Today I was doing a much more minor, but still important, lazy man DIY project. Picture the scene:
You’ve got yourself settled down in a good seat in front of the TV to see Inception on Blu-ray for the thousandth time (because it is incredible!) and drinks are being poured while everyone else gets seated. The lights had to be on whilst things were getting organised, so crisps and drink weren’t hurled everywhere, but now that everyone is settled, no-one wants to get up to turn the lights off. It’s a living nightmare!
What if; and this may just be crazy talk; you could turn the lights off without ever leaving your seat.
That’s the minor issue I will be addressing today, with this rather spiffy remote controlled dual dimmer setup. I’m no stranger to these things, as I have one fitted in my room and in the projector room. They are one of those little conveniences that just make life better in general. Sometimes you just have to enjoy the little things. All the fitting involves is turning off the power, removing the old dimmer switch, and rewiring the new switch in the same arrangement. There are two sets of lights, which is why there is a dual dimmer. I had to go for the larger “400w per gang” version because of the number of bulbs we have.
The installation went as planned – all I needed to do was to remove the current dimmer and wire up the new one. Moving from a dimmer to another dimmer is always easier than a normal light switch to a dimmer, or perhaps that is just because a bad prior experience when I let dad at the last one. The house is getting closer and closer to being in the 21st century – I’ve got wireless access throughout the house which allows roaming between two hotspots; the printer is networked and accessible from all the computers without having to walk over and plug the USB cable in manually; and the rooms which require them are fitted with remote dimmers. Now, if the speaker cables are concealed beneath the carpet, and some network cabling is put underneath the floor then my job would almost be complete.

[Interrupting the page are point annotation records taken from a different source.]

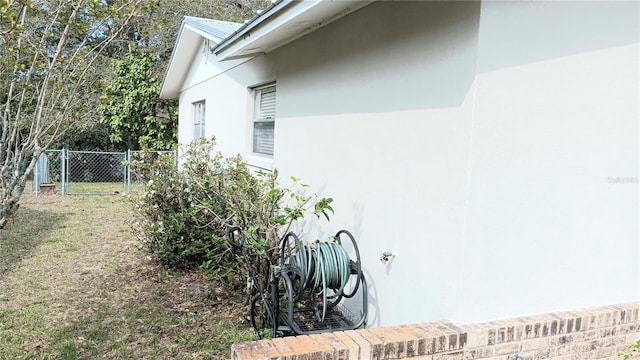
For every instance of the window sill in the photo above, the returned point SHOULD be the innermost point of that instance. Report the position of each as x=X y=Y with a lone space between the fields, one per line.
x=260 y=162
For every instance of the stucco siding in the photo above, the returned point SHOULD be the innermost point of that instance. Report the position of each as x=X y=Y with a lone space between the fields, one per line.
x=493 y=147
x=553 y=125
x=379 y=118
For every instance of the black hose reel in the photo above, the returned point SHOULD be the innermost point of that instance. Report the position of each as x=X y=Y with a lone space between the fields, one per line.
x=307 y=290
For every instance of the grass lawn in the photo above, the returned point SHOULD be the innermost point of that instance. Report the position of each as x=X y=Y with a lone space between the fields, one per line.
x=73 y=285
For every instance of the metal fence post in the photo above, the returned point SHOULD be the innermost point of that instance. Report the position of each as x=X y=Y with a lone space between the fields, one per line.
x=129 y=170
x=63 y=171
x=36 y=181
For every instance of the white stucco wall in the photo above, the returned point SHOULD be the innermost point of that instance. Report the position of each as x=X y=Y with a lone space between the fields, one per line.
x=480 y=142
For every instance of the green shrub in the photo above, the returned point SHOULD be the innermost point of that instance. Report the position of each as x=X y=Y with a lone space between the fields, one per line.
x=182 y=215
x=633 y=352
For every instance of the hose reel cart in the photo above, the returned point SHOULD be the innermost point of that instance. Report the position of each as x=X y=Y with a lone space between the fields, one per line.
x=306 y=291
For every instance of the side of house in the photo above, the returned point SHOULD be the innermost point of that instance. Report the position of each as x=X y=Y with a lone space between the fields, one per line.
x=492 y=147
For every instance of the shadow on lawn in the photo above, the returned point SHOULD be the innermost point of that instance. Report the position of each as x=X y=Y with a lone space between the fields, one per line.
x=25 y=231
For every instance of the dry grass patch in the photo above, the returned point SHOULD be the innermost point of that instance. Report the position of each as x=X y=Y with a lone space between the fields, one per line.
x=73 y=285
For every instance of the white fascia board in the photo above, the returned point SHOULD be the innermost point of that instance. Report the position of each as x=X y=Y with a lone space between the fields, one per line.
x=184 y=51
x=285 y=23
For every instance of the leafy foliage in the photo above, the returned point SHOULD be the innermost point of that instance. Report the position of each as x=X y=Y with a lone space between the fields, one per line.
x=48 y=49
x=131 y=106
x=182 y=215
x=633 y=352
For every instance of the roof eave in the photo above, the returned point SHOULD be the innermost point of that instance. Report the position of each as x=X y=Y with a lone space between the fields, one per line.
x=285 y=21
x=185 y=48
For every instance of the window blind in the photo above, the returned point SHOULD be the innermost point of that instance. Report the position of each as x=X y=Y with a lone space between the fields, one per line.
x=264 y=124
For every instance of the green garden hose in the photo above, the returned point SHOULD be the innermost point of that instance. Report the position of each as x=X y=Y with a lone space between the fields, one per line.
x=325 y=266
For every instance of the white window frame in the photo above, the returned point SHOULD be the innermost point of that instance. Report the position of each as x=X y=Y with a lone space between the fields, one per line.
x=199 y=119
x=264 y=116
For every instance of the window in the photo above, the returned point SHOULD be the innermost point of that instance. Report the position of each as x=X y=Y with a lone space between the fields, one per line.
x=264 y=119
x=198 y=120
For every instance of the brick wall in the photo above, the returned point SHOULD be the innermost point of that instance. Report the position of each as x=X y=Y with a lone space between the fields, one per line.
x=596 y=333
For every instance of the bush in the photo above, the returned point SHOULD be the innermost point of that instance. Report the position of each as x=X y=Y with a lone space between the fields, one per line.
x=632 y=352
x=182 y=215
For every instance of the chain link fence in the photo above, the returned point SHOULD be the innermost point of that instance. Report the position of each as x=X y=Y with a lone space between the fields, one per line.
x=93 y=172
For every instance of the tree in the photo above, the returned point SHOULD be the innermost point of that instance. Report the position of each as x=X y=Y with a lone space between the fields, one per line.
x=48 y=49
x=132 y=108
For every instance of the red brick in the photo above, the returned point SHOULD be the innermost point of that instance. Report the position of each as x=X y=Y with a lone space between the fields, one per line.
x=352 y=347
x=282 y=347
x=248 y=351
x=377 y=344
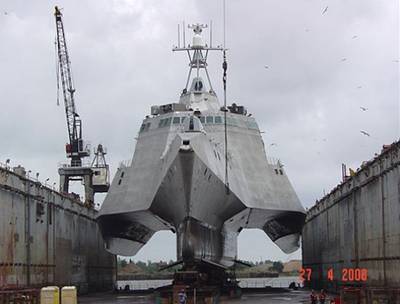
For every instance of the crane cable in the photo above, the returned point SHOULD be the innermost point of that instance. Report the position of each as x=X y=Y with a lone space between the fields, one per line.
x=57 y=72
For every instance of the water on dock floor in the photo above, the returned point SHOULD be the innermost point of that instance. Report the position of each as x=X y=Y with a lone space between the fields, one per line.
x=256 y=298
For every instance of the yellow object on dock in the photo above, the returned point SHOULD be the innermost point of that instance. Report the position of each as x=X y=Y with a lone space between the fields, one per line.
x=50 y=295
x=68 y=295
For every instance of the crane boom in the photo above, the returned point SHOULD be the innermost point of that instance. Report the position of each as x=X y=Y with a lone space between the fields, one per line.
x=75 y=149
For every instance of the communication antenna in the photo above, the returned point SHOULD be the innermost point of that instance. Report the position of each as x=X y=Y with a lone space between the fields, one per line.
x=184 y=39
x=225 y=67
x=179 y=36
x=210 y=33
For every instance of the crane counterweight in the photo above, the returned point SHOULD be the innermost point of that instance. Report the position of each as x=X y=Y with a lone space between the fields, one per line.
x=96 y=177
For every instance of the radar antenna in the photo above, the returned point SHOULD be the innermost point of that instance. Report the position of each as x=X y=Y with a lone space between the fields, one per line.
x=197 y=52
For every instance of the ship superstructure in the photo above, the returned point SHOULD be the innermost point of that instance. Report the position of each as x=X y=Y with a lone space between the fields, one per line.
x=178 y=178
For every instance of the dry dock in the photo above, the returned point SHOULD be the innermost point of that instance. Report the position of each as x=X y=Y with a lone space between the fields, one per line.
x=352 y=236
x=47 y=238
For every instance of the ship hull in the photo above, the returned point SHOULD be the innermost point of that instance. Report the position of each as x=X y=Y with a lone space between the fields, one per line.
x=191 y=198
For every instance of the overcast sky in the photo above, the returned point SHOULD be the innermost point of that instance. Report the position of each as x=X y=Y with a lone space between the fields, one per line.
x=321 y=68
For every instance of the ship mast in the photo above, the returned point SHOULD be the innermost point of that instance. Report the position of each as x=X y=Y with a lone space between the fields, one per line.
x=197 y=53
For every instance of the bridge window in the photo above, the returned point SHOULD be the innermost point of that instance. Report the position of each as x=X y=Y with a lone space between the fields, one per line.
x=218 y=119
x=164 y=122
x=210 y=119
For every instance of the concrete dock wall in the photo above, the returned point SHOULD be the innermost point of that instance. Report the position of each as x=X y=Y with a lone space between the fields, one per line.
x=357 y=226
x=48 y=239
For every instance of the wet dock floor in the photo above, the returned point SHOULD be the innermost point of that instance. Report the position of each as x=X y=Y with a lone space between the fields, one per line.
x=248 y=298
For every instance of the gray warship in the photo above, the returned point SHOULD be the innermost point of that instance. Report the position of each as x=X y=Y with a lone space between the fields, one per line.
x=200 y=170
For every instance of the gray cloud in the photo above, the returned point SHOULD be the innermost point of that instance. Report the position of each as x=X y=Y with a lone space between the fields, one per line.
x=307 y=101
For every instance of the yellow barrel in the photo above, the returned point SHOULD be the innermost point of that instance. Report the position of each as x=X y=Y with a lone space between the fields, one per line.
x=50 y=295
x=68 y=295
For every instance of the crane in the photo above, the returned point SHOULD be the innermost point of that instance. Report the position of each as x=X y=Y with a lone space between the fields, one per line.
x=96 y=177
x=75 y=149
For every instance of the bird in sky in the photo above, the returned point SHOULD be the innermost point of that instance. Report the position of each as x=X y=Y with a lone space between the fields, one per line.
x=365 y=133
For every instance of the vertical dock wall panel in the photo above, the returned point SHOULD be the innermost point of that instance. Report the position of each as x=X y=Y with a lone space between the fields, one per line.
x=49 y=239
x=357 y=225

I have also been doing a lot of phone tweaking, with my Motorola Atrix, and dad’s new Samsung Galaxy Ace. The Ace is a relatively low power Android phone, but should provide a good first Android phone for him as it has all the features you need in a day to day phone. I could use it happily enough, but I would miss the processing power and fantastic resolution screen of the Atrix. So far, I’ve rooted, installed Clockworkmod, and upgraded the Ace from Gingerbread (2.3.6) to Jelly Bean (4.1). It was a relatively painless affair when I found the correct roms – much easier than my Atrix, which was a nightmare, and constantly left me fearing the worst. That I had bricked and made completely useless the phone I just spent too much money on. It was not an overly expensive purchase, but it was more than I would have liked to pay for a phone. I am also back on Jelly Bean on the Atrix as of last night. I downgraded to Gingerbread to try and make the phone more stable, and get a few more native features working, but the difference between 2.3 and 4.1 is just too much. I would rather have Jelly Bean any day. Though it is nice to have a fully working camera and video recorder, the benefits of JB outweigh the losses.